他别过脸,不去看他,但两人紧紧贴着的身体,那不断跳动的心脏声却透过单薄的衣裳不断地扩散着、扰乱着他。

良久,咬牙切齿道:“谢庭玄,你别发疯,我们早就没关系了。”

他抿紧唇,认真且费力地将环抱在他腰间的手臂掰开。

然后起身毫不留情地将他推开,赤脚踩在微凉的地板上,要去门口唤侍卫过来,将这个疯子赶紧抓走。

“砰”,是重物击打木头的声音,接着是一声闷哼。

林春澹脚步顿住,没忍住,回头看了一眼。

幽微的灯火下,谢庭玄坐在那里,素色衣衫衬得他形销骨立,孱弱至极。

他捂着额角,鲜血从指缝里滴滴溢出,落在地板上。显然是被林春澹推着,磕到了哪里。

流血了?

林春澹只看了一眼,便赶紧收回目光。生怕自己心软,做出什么不理智的行为。

但谢庭玄此人实在狡诈。

他很轻很轻,很虚弱很虚弱地说,“殿下,我的头好晕。

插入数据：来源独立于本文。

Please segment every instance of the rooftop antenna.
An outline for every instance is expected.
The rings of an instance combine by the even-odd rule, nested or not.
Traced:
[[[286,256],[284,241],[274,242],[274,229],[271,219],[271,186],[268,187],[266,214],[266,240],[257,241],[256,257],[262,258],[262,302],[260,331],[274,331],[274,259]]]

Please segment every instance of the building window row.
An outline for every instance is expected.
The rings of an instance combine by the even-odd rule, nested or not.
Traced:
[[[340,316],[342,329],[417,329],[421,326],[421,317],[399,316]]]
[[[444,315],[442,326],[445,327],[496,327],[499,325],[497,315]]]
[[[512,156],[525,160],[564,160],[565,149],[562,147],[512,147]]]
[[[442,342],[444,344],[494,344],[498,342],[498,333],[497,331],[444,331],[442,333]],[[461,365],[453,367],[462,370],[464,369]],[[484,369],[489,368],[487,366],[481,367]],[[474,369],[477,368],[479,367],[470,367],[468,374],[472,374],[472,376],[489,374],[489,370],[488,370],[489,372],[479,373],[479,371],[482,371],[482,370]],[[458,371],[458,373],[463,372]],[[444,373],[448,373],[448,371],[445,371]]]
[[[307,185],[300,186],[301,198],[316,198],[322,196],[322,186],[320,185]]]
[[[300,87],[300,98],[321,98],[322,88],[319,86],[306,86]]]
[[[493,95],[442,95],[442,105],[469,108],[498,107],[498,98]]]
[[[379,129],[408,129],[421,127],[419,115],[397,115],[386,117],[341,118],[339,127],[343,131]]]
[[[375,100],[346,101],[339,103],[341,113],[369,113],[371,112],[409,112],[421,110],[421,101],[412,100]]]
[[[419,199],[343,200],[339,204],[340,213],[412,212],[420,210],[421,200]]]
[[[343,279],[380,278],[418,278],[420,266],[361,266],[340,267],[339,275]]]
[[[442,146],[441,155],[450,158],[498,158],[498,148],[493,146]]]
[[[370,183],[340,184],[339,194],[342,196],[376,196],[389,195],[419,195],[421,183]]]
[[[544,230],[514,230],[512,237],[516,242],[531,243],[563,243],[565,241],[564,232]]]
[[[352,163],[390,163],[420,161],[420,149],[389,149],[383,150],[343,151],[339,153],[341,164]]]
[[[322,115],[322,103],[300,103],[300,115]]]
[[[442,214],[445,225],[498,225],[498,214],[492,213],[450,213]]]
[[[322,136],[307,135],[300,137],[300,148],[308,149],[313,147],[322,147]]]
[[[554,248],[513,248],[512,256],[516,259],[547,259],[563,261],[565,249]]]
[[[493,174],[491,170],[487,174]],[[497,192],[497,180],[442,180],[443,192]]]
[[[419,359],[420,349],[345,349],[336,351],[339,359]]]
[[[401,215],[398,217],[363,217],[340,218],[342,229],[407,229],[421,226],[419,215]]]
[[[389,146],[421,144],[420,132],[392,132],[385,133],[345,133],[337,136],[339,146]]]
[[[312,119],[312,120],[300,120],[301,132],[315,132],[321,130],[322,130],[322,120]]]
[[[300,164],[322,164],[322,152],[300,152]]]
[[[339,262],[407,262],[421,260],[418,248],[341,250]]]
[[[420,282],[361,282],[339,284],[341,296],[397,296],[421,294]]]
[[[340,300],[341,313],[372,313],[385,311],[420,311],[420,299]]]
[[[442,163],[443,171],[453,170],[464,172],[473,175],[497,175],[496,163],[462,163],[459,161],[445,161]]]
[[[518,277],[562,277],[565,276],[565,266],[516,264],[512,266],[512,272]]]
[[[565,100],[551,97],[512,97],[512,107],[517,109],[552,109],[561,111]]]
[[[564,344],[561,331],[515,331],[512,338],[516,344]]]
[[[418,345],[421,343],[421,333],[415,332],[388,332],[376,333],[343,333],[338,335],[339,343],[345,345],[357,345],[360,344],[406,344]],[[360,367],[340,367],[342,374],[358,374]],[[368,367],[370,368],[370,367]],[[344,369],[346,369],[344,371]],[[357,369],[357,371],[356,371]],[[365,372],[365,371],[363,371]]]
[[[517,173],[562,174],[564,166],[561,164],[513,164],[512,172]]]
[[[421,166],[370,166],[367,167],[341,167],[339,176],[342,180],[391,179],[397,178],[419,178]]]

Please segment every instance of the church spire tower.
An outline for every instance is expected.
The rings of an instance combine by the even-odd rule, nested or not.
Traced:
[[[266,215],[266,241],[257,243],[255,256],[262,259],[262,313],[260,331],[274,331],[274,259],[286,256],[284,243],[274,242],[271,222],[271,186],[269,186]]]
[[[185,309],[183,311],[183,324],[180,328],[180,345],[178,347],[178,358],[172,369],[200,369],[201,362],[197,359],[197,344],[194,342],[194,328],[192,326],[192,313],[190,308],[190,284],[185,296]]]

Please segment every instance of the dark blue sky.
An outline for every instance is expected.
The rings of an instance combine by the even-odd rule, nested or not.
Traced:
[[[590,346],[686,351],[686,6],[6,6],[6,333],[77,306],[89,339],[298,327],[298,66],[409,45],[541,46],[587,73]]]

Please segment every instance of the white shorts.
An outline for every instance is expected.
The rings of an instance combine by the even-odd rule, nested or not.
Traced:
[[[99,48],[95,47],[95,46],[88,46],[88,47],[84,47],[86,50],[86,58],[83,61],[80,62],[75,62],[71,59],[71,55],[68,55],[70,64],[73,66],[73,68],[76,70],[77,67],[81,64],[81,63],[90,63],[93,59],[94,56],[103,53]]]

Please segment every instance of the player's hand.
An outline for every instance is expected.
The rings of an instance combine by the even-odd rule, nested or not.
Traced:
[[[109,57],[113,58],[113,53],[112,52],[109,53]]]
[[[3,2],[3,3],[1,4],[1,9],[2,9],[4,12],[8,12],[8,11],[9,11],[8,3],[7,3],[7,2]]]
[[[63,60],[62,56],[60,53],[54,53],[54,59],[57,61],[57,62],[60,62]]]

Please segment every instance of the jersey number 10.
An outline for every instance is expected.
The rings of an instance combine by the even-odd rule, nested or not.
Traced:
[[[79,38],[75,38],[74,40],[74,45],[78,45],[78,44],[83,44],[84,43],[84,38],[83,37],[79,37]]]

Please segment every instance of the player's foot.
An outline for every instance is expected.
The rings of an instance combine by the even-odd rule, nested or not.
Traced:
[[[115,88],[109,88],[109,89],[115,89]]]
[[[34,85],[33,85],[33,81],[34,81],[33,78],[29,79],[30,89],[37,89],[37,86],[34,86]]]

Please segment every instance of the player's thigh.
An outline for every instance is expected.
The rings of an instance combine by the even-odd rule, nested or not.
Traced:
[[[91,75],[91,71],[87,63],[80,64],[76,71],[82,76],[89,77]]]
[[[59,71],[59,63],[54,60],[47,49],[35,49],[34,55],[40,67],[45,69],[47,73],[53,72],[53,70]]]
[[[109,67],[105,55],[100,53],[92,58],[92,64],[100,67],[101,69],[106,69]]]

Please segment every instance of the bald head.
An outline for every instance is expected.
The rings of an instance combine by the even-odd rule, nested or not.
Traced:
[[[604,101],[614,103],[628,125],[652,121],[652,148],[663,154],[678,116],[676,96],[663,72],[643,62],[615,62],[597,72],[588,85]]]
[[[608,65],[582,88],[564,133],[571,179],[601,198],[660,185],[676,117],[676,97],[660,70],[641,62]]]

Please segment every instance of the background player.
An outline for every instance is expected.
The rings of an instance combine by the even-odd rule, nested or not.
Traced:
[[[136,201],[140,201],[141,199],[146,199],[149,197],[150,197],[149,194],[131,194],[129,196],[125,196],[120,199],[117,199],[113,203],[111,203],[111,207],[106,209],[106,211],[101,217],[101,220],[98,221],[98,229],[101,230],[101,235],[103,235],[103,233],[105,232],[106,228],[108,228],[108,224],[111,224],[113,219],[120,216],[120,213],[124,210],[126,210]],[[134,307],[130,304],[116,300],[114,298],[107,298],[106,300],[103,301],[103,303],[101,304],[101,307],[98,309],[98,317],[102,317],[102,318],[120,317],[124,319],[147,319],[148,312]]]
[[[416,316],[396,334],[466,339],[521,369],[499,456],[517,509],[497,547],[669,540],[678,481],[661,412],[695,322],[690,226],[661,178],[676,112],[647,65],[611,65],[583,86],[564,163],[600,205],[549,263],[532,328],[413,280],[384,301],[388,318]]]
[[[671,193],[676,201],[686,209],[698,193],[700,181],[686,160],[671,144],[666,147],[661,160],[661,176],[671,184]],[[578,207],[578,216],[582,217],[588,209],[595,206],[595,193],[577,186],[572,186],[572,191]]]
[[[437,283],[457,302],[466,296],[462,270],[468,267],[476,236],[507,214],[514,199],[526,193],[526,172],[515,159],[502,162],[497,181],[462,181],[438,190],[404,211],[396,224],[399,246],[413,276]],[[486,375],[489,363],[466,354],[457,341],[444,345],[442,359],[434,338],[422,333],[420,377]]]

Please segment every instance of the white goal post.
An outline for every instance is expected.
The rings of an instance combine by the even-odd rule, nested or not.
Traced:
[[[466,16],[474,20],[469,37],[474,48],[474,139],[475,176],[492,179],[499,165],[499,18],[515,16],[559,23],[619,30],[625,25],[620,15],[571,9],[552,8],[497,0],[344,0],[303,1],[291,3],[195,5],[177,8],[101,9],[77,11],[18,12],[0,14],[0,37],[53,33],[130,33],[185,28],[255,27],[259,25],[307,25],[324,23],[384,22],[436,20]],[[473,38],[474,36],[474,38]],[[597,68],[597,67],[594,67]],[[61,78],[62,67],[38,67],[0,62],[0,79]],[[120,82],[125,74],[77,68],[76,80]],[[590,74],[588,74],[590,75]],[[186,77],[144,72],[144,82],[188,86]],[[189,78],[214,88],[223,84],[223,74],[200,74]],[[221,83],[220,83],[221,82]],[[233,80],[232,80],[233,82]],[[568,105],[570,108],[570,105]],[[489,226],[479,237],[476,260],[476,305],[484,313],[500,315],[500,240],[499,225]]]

”

然后垂目,眼睫浓长,神情晦暗不明,犹如一座脆弱得快要碎掉的瓷器。

这一幕正好落在林春澹眼中,他的脚像是僵住了一样,迈不开半分。

而谢庭玄抬头看向他,薄唇慢慢地又念:“殿下……”

林春澹攥紧了拳头。却也并未再去门口寻找侍卫,而是走了回来。

站在他面前,微微地吞咽了一下口水,不耐烦道:“别叫了,殿下殿下的,叫得倒尊敬。就是没看出你哪点把我当殿下。”

如若真的将他当成殿下,又怎么会半夜来爬他的窗户。谢庭玄这个混蛋。

说着说着,他忍不住翻旧账,“你回来干嘛啊,我不是说过,咱俩这辈子都别再见了。”

“要再见。”

这三个字,男人念得格外重。紧接着,他缓缓抬目,那双幽邃的眼瞳紧紧地凝在少年身上,就好像要将他每时每刻的样子都刻进骨血里一般。

远离故土,心病缠身,江南的冬夜寂静又潮湿。孤枕难眠时,寒鸦凄鸣时,梦里梦外都只剩下一个人的名字。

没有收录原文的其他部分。